Open 1cadumagalhaes opened 4 months ago
Switching to KubernetesExecutor
might help resolve the issue of tasks being marked as zombie tasks, especially since your Airflow instance is running in a Kubernetes cluster.
Here's an example of how to define a DAG using DbtRunKubernetesOperator
:
from airflow import DAG
from airflow.utils.dates import days_ago
from cosmos.operators.kubernetes import DbtRunKubernetesOperator
default_args = {
'owner': 'airflow',
'start_date': days_ago(1),
}
with DAG(
dag_id='example_dbt_kubernetes_dag',
default_args=default_args,
schedule_interval='@daily',
catchup=False,
) as dag:
run_dbt_task = DbtRunKubernetesOperator(
task_id='run_dbt_task',
profile_config=None, # Add your profile config if needed
namespace='default', # Kubernetes namespace
image='your-dbt-image', # Docker image for dbt
cmds=["dbt", "run"], # dbt command
name='dbt-run-pod',
in_cluster=True,
is_delete_operator_pod=True,
get_logs=True,
)
run_dbt_task
Update your airflow.cfg
to use KubernetesExecutor
:
[core]
executor = KubernetesExecutor
Restart your Airflow services after making these changes. This should help mitigate the issue of tasks being marked as zombie tasks [1].
To continue the conversation, mention @dosu.
Which version of Cosmos are you using?
@1cadumagalhaes could you also confirm the Cosmos LoadMethod
you're using?
Sorry!
I'm using cosmos 1.3.2
@pankajastro
And I haven't set the LoadMethod, so it's automatic. I think it is rendering it using dbt_ls based on the logs @tatiana :
Unable to do partial parsing because saved manifest not found. Starting full parse.
Sometimes it is marked as zombie task even if it did execute correctly
Since this is not persistent, I feel dag is converted correctly so there might be an issue with the scheduler as you have pointed out. But do you see any unusual ti config for the zombie task?

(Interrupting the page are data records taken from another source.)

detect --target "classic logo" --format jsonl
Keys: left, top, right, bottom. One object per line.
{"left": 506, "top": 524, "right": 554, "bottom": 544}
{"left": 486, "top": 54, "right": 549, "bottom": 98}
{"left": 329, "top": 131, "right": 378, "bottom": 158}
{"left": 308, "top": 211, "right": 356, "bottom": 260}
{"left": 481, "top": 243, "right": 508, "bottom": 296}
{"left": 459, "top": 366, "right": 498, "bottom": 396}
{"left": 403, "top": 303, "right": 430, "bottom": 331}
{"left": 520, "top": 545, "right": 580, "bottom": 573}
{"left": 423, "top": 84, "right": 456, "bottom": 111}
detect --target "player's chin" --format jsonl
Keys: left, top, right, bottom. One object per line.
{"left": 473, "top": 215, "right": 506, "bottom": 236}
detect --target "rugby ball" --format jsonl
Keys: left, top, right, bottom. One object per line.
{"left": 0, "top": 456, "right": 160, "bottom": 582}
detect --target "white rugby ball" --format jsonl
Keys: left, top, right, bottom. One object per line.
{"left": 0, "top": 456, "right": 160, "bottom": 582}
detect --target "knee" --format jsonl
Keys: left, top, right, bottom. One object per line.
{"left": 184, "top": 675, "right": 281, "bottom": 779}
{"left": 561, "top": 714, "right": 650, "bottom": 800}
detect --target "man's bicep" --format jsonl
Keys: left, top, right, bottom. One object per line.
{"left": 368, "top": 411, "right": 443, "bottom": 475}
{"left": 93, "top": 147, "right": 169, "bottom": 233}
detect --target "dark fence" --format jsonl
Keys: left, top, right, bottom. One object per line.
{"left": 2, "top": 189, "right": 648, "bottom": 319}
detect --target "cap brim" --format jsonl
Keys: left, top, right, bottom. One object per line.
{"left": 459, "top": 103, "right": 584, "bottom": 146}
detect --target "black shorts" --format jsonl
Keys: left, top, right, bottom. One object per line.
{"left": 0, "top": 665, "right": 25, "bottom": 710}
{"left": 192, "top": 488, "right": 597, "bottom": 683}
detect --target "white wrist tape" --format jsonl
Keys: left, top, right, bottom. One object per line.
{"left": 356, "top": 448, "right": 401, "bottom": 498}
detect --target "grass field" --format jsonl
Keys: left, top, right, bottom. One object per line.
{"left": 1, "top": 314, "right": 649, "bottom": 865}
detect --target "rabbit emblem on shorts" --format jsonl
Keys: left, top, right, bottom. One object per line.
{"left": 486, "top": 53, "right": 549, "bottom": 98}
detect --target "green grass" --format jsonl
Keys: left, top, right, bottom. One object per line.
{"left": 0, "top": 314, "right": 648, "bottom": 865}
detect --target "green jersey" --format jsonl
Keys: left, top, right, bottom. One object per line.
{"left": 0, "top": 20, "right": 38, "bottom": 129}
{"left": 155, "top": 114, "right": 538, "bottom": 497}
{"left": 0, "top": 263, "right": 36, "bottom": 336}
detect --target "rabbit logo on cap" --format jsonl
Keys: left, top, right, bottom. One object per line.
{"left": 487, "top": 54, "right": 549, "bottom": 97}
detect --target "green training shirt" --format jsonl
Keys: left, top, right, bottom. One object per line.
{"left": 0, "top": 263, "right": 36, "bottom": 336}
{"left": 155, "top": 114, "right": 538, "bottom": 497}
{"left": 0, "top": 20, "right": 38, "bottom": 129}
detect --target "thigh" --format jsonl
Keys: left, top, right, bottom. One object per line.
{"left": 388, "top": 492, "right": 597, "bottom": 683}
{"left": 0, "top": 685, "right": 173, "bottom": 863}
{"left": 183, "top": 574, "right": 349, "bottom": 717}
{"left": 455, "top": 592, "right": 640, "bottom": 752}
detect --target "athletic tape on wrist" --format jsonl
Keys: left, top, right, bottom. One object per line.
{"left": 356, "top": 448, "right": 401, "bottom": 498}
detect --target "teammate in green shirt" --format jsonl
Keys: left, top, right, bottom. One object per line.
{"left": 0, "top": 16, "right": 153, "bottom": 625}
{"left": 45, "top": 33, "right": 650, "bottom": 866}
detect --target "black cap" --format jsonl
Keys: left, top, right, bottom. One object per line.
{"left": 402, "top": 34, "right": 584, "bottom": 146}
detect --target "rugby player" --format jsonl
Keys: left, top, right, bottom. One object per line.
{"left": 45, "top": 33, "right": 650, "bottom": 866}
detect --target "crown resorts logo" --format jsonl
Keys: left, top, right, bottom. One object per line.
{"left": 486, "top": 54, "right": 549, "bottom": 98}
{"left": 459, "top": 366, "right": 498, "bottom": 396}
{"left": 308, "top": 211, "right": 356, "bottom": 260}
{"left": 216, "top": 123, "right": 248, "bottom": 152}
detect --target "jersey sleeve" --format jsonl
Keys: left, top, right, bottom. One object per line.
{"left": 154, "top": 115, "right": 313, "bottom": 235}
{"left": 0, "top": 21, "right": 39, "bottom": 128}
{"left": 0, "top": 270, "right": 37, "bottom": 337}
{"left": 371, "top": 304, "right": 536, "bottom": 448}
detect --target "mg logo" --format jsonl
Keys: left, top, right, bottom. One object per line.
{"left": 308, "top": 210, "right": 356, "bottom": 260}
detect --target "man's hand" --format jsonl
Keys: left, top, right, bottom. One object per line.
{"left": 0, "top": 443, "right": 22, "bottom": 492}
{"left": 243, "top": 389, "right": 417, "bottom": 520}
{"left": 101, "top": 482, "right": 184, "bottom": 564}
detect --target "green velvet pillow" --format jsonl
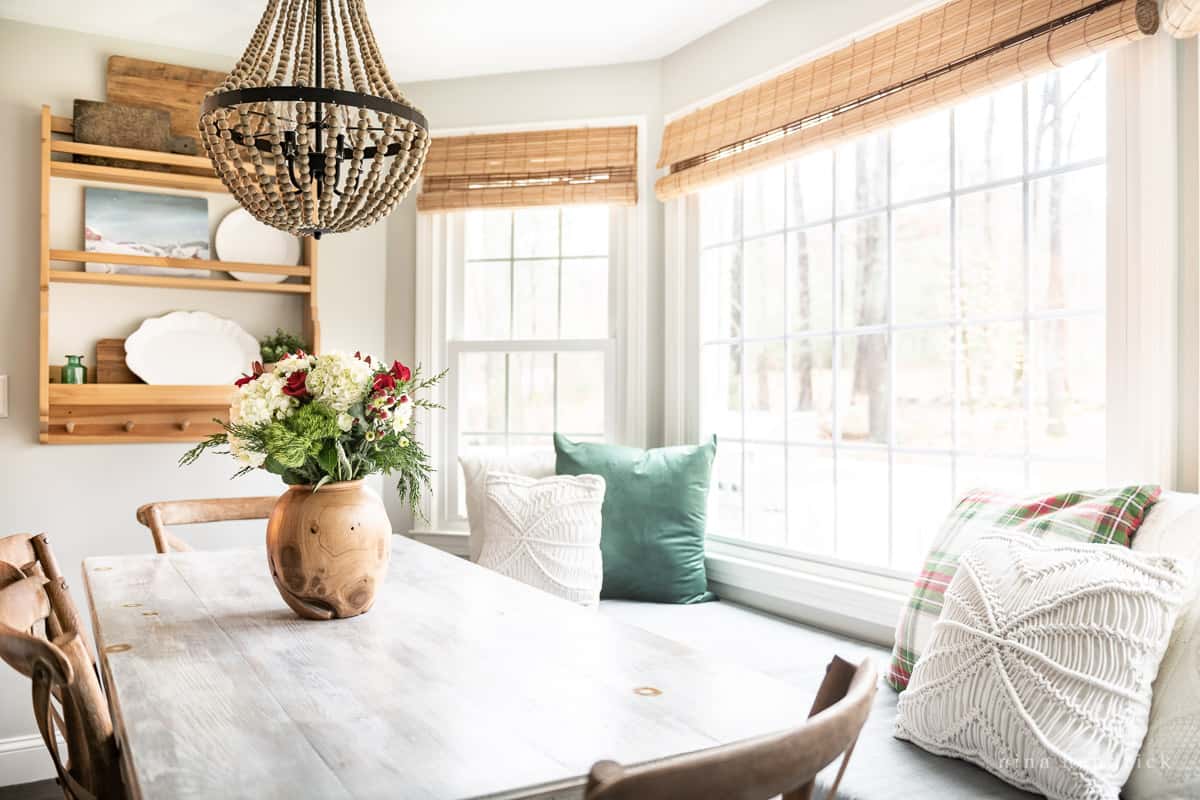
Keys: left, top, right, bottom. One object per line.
{"left": 554, "top": 433, "right": 717, "bottom": 604}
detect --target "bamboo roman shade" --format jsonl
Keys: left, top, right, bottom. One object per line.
{"left": 417, "top": 126, "right": 638, "bottom": 212}
{"left": 656, "top": 0, "right": 1158, "bottom": 200}
{"left": 1162, "top": 0, "right": 1200, "bottom": 36}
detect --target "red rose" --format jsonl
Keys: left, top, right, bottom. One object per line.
{"left": 373, "top": 372, "right": 397, "bottom": 392}
{"left": 282, "top": 370, "right": 309, "bottom": 398}
{"left": 390, "top": 361, "right": 411, "bottom": 383}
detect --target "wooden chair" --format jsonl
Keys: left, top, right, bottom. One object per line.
{"left": 136, "top": 496, "right": 278, "bottom": 554}
{"left": 585, "top": 656, "right": 877, "bottom": 800}
{"left": 0, "top": 533, "right": 123, "bottom": 799}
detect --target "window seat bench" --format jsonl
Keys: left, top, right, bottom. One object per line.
{"left": 598, "top": 599, "right": 1034, "bottom": 799}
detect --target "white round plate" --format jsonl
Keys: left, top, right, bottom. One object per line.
{"left": 215, "top": 208, "right": 299, "bottom": 284}
{"left": 125, "top": 311, "right": 259, "bottom": 385}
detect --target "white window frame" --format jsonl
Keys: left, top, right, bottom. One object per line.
{"left": 664, "top": 37, "right": 1182, "bottom": 645}
{"left": 413, "top": 203, "right": 644, "bottom": 537}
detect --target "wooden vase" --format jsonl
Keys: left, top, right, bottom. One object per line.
{"left": 265, "top": 480, "right": 391, "bottom": 620}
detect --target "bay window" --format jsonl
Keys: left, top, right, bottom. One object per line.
{"left": 692, "top": 56, "right": 1108, "bottom": 576}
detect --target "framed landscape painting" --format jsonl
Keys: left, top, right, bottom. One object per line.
{"left": 84, "top": 187, "right": 211, "bottom": 277}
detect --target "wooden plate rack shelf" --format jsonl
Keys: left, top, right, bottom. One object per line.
{"left": 38, "top": 105, "right": 321, "bottom": 444}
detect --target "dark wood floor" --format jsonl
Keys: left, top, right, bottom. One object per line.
{"left": 0, "top": 780, "right": 59, "bottom": 800}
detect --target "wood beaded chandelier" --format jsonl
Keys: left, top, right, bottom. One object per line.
{"left": 199, "top": 0, "right": 429, "bottom": 238}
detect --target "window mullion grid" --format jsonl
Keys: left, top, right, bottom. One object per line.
{"left": 506, "top": 211, "right": 516, "bottom": 455}
{"left": 948, "top": 110, "right": 961, "bottom": 501}
{"left": 700, "top": 306, "right": 1099, "bottom": 346}
{"left": 781, "top": 168, "right": 792, "bottom": 549}
{"left": 554, "top": 209, "right": 563, "bottom": 435}
{"left": 1021, "top": 81, "right": 1034, "bottom": 488}
{"left": 503, "top": 352, "right": 512, "bottom": 454}
{"left": 830, "top": 150, "right": 841, "bottom": 558}
{"left": 736, "top": 181, "right": 748, "bottom": 541}
{"left": 700, "top": 155, "right": 1103, "bottom": 252}
{"left": 885, "top": 132, "right": 896, "bottom": 569}
{"left": 694, "top": 61, "right": 1108, "bottom": 574}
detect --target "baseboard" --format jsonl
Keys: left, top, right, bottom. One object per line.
{"left": 0, "top": 734, "right": 54, "bottom": 788}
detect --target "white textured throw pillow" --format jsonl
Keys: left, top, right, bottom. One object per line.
{"left": 895, "top": 532, "right": 1189, "bottom": 800}
{"left": 460, "top": 451, "right": 556, "bottom": 562}
{"left": 478, "top": 473, "right": 605, "bottom": 606}
{"left": 1126, "top": 492, "right": 1200, "bottom": 799}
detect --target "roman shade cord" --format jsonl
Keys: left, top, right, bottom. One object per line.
{"left": 417, "top": 125, "right": 638, "bottom": 212}
{"left": 656, "top": 0, "right": 1157, "bottom": 201}
{"left": 1162, "top": 0, "right": 1200, "bottom": 36}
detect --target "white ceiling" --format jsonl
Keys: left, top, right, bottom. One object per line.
{"left": 0, "top": 0, "right": 770, "bottom": 82}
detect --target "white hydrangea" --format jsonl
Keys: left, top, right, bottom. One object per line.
{"left": 273, "top": 352, "right": 314, "bottom": 376}
{"left": 390, "top": 395, "right": 414, "bottom": 434}
{"left": 305, "top": 351, "right": 374, "bottom": 412}
{"left": 234, "top": 372, "right": 295, "bottom": 427}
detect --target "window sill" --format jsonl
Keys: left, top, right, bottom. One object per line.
{"left": 405, "top": 529, "right": 905, "bottom": 649}
{"left": 703, "top": 543, "right": 904, "bottom": 649}
{"left": 403, "top": 529, "right": 470, "bottom": 558}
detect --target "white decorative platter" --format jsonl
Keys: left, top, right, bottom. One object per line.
{"left": 214, "top": 208, "right": 300, "bottom": 284}
{"left": 125, "top": 311, "right": 259, "bottom": 385}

Also, we have released 1.4.3 which introduces some performance improvements I'm not sure if it will address this issue or not but would you like to try it once.
Yeah I believe this is a memory issue.
"Zombie tasks" is the error message you get on Astronomer if your celery worker sigkills.
This happens because Cosmos spins up subprocesses on Celery workers, and each of those subprocesses will exceed 100 MiB. On top of the overhead of the Celery worker itself, this adds up quite a bit and sigkills occur very frequently.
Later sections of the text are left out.